(segue) Discorso di Trieste
(20 settembre 1920)
[Inizio scritto]

      Quando al secondo pilastro del fascismo esso significa antidemagogia e pragmatismo. Non abbiamo nessun preconcetto non ideali fissi e soprattutto non orgoglio sciocco. Coloro che dicono: «Siete infelici eccovi la ricetta per la felicità» mi fanno venire a mente la reclame: «Volete la salute?». Noi non promettiamo agli uomini felicità qui né al di là a differenza dei socialisti che pretenderebbero di mascherare la faccia dei Mediterranei con la maschera russa.

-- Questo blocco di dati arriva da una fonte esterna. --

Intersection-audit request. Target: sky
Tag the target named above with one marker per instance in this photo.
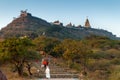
(102, 14)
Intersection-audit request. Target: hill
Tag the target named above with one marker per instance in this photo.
(28, 25)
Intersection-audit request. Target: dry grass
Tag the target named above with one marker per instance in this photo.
(6, 69)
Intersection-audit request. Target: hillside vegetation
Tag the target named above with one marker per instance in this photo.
(96, 57)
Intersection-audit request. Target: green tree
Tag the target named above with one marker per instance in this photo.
(18, 51)
(46, 44)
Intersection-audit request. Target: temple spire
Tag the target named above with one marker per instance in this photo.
(87, 24)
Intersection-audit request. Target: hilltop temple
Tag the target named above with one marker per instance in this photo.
(87, 24)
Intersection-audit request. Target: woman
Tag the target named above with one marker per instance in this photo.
(47, 72)
(2, 76)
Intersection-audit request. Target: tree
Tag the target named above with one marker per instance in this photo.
(46, 44)
(18, 51)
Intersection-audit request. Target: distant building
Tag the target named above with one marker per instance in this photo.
(69, 25)
(87, 24)
(57, 23)
(24, 13)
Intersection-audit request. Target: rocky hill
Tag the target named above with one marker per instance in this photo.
(28, 25)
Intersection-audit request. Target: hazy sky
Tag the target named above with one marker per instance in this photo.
(102, 14)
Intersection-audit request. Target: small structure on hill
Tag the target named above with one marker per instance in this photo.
(57, 23)
(24, 13)
(87, 23)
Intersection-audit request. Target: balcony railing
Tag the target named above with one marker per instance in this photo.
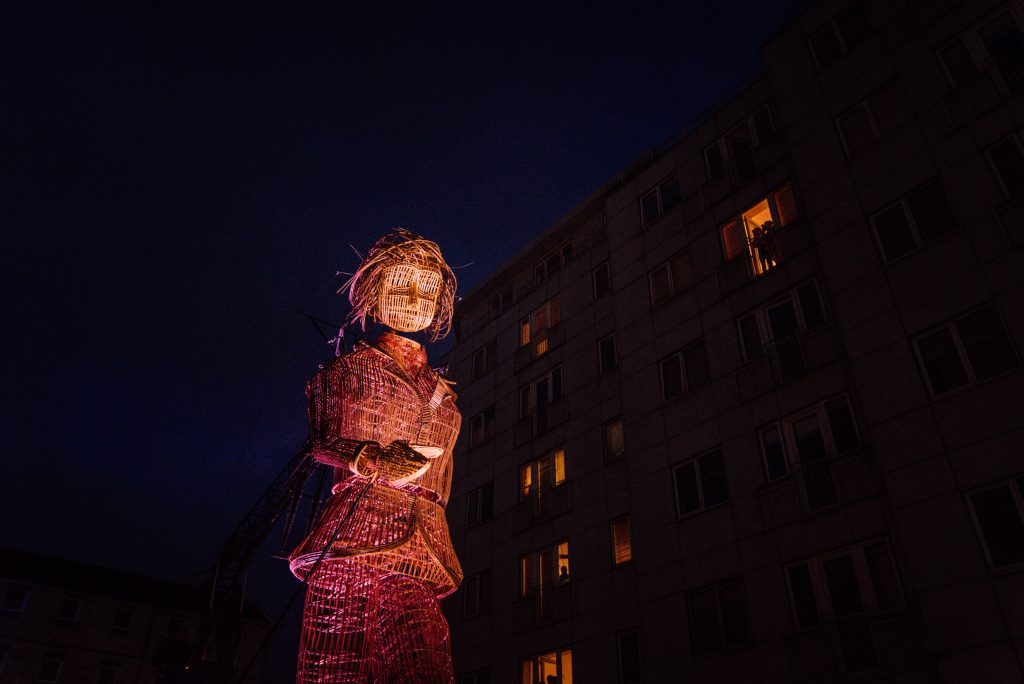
(784, 243)
(543, 418)
(787, 358)
(539, 345)
(742, 168)
(1011, 218)
(544, 505)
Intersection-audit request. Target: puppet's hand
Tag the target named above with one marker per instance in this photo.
(397, 463)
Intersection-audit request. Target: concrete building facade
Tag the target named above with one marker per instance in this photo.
(752, 412)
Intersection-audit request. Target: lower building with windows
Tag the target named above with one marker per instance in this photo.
(752, 412)
(62, 621)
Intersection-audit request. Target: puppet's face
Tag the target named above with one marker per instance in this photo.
(408, 297)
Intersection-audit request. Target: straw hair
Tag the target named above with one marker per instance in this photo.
(399, 247)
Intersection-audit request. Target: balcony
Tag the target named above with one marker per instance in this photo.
(1011, 218)
(858, 645)
(546, 504)
(545, 417)
(539, 345)
(787, 241)
(787, 358)
(742, 168)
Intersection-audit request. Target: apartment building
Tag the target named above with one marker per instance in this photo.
(753, 411)
(62, 621)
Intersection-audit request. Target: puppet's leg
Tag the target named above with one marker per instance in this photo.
(335, 643)
(412, 644)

      Una volta c'erano i cortigiani che bruciavano incenso davanti ai re e ai papi e ora c'è una nuova genia che brucia incenso senza sincerità davanti al proletariato. Dicono: solo chi ha l'Italia nelle mani ha diritto di governare e magari costoro non sanno governare nemmeno la propria famiglia. Noi no. Noi teniamo altro linguaggio molto più serio e spregiudicato e più degno di uomini liberi. Noi non escludiamo che il proletariato sia capace di sostituire altri valori ma diciamo al proletariato: prima di pretendere di governare una nazione incomincia col governare te stesso: comincia a rendertene degno tecnicamente e prima ancora moralmente perché governare è cosa tremendamente complessa difficile e complicata (applausi). La nazione ha milioni e milioni d'individui i cui interessi contrastano e non ci sono esseri superiori che possano conciliare tutte queste contrarietà per fare una unità di progressi e di vita.
      D'altra parte noi non siamo passatisti assolutamente legati ai sassi e alle macerie. Nelle città moderne tutto deve trasformarsi. Ai trams alle automobili ai motori le vecchie strade delle nostre città non resistono più. Poiché in esse passa il flutto della civiltà. Si può distruggere per ricreare il più bello grande e nuovo ma mai distruggere col gusto del selvaggio che spezza una macchina per vedere che cosa c'è dentro. Non ci rifiutiamo a modificazioni anche nella città dello spirito appunto perché lo spirito è delicato. A me non ripugna nessuna trasformazione sociale necessaria. Così accetto questo famoso controllo delle fabbriche e anche la gestione cooperativa sociale delle fabbriche ma semplicemente chiedo che si abbia la coscienza morale pulita la capacità tecnica per mandare avanti le aziende; chiedo che queste aziende producano di più e se ciò mi è garantito dalle maestranze operaie e non più padronali non ho difficoltà a dire che gli ultimi hanno il diritto di sostituire i primi.